Car stereos: A car stereo with no faceplate, but simply a bracket and plug for an iPhone strikes me as the most obvious category. Many aftermarket car stereos already have detachable faceplates anyhow, and this would be a logical extension of that idea. Giving direct access to music on the phone would be the obvious benefit, but it would allow tidier integration of phone functions into the car, and add navigation as a lagniappe. A custom app might give simplified access to phone, nav, and music, and perhaps would have a radio controller that communicated with an actual radio in the car stereo over the port.
Bike computers: There are already a numberofinterestingapps that can use the GPS chip on the iPhone to track performance and routes over a bike ride, but these are hampered by some of the phone’s limitations. One is that there’s no way to continue logging GPS data when the app is not running, for example, when answering a call. I’m not sure if 3.0 will change that. (A friend who works at Apple suggests it will, but I’m skeptical. All that would really be needed would be a simple background daemon that logged GPS data at regular intervals, allowing the actual app to pick up where it left off.) Apart from that, a bike-mounted cradle for the phone would permit wheel and heart-rate monitor data to be fed into the phone through the jack and could provide extra battery power to the phone—so far, the only way to get heart-rate monitor data into the phone has been through a specialized product that uses wifi. This is a clever hack, but bluetooth or some kind of low-power radio communicating with the cradle would be more appropriate.

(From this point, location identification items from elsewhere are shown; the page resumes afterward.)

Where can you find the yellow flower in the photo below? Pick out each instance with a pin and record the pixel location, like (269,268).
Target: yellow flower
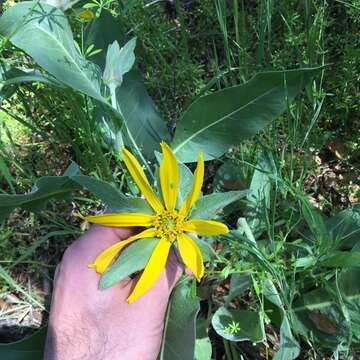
(166,223)
(87,15)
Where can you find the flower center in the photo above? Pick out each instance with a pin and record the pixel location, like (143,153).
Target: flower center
(168,224)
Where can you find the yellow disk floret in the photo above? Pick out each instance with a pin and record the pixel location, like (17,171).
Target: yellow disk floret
(168,224)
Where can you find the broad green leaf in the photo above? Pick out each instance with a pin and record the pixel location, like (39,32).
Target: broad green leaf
(132,259)
(316,222)
(146,128)
(54,48)
(5,172)
(118,62)
(46,188)
(113,198)
(206,249)
(289,348)
(143,120)
(18,76)
(203,348)
(179,329)
(30,348)
(210,205)
(331,315)
(215,122)
(54,187)
(259,197)
(247,325)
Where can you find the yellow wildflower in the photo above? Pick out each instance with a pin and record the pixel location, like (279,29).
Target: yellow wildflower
(167,223)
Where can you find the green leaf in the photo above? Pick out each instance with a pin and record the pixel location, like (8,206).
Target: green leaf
(331,315)
(186,179)
(249,324)
(179,329)
(132,259)
(315,220)
(17,76)
(118,62)
(215,122)
(112,197)
(30,348)
(143,120)
(54,187)
(289,348)
(54,48)
(238,284)
(206,249)
(210,205)
(342,259)
(229,176)
(203,348)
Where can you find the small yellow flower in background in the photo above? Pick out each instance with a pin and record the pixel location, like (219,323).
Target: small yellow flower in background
(167,223)
(87,15)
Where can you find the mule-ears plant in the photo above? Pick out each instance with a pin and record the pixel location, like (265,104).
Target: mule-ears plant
(120,112)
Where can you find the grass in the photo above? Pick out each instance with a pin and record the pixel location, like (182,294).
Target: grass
(185,50)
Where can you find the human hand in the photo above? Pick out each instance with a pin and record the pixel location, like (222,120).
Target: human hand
(88,323)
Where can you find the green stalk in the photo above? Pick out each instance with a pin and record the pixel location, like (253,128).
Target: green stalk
(227,349)
(115,106)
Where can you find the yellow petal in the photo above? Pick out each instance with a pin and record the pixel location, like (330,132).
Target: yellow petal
(196,188)
(120,219)
(191,255)
(152,270)
(205,227)
(169,177)
(105,258)
(137,173)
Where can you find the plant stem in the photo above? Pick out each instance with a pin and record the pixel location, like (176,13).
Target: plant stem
(117,108)
(227,350)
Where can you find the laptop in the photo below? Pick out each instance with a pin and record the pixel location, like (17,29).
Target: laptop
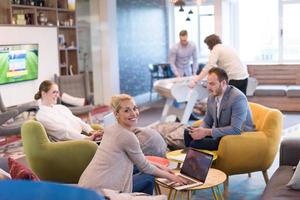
(109,119)
(194,170)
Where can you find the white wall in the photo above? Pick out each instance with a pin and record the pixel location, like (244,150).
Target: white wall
(105,59)
(46,37)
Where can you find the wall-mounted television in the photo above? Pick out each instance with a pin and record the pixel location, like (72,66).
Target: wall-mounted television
(18,62)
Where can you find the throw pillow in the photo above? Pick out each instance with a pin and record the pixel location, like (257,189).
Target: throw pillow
(71,100)
(172,132)
(4,175)
(19,171)
(295,180)
(151,142)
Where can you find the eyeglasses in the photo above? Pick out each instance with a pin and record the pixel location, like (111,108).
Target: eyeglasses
(127,109)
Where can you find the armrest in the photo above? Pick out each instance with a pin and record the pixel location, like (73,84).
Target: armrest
(8,115)
(80,110)
(62,161)
(28,107)
(289,151)
(236,153)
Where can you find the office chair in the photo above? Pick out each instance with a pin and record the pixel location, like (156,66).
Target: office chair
(8,125)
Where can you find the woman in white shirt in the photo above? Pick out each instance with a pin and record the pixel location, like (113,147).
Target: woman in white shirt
(58,120)
(227,59)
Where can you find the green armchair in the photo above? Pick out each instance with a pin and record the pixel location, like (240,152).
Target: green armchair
(60,161)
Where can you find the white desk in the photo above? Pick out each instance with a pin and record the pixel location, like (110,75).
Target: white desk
(176,89)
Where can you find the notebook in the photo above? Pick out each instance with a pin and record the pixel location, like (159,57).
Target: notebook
(194,170)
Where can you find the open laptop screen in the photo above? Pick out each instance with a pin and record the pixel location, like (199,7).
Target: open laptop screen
(196,164)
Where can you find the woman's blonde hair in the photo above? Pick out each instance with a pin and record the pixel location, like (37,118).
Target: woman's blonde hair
(116,101)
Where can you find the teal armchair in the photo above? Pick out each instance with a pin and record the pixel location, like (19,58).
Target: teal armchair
(60,161)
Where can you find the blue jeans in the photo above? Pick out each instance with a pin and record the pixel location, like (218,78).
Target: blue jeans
(142,182)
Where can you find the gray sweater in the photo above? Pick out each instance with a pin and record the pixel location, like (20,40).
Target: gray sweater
(112,165)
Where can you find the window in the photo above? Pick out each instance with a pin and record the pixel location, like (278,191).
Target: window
(268,30)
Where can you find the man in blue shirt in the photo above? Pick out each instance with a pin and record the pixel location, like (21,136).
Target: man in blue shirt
(181,54)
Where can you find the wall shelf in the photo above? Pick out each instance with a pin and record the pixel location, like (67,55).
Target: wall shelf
(52,13)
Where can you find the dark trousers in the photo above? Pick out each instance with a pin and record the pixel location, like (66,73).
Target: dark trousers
(208,143)
(142,182)
(240,84)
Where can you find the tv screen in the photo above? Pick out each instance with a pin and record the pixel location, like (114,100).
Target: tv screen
(18,62)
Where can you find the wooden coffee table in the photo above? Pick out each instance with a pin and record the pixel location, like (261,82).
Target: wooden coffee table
(178,156)
(214,178)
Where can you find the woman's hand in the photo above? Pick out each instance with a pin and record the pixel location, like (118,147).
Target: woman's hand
(95,135)
(192,83)
(178,179)
(164,168)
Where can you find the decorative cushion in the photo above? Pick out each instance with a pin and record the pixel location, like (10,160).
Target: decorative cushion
(270,90)
(172,132)
(293,91)
(71,100)
(4,175)
(19,171)
(151,142)
(295,180)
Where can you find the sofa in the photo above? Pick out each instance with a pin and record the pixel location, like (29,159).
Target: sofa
(289,157)
(278,85)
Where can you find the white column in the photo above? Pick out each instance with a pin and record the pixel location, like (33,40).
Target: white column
(104,46)
(218,17)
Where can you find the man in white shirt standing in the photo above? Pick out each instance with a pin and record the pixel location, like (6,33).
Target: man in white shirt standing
(181,54)
(227,59)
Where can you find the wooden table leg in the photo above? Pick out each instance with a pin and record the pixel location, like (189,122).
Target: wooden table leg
(220,193)
(214,193)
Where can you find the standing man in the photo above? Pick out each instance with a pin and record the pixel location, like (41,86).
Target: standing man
(227,59)
(227,113)
(181,54)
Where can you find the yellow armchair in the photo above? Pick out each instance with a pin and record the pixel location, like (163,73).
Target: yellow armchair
(59,161)
(251,151)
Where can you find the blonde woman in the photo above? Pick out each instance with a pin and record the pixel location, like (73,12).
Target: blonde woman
(113,164)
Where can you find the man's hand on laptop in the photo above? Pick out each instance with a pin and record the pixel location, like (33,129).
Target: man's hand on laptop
(162,167)
(199,133)
(178,180)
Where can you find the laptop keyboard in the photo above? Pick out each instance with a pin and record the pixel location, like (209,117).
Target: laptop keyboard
(188,181)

Cameras: I’m not the first person to observe that serious cameras could use an interface more like an iPhone’s. Snapping an iPhone directly onto a camera back would be ungainly, but tethering it over a wire could make a lot of sense, making it a tool for managing captured photos, backing them up, appending metadata (including GPS), and transmitting them.
Trackpads: Again, there is already an app for the iPhone that allow it to function as a trackpad (or as a tenkey input, etc), but again, these work over wifi. Apple has done a lot to make the trackpad on laptops not only a tolerable alternative to the mouse but in many ways a superior one. I can imagine a keyboard with a snap-in slot for the iPhone that turns it into a trackpad, giving those advantages to people using desktops.
What is not clear so far is whether a new port connection can trigger an app on the iPhone. This would be helpful—if not necessary—to create a seamless experience. Ideally one would simply snap one’s phone onto one’s car stereo in order to put it into car-stereo mode—the phone would recognize what it was connected to, and an application would have been registered to automatically launch when that connection is made.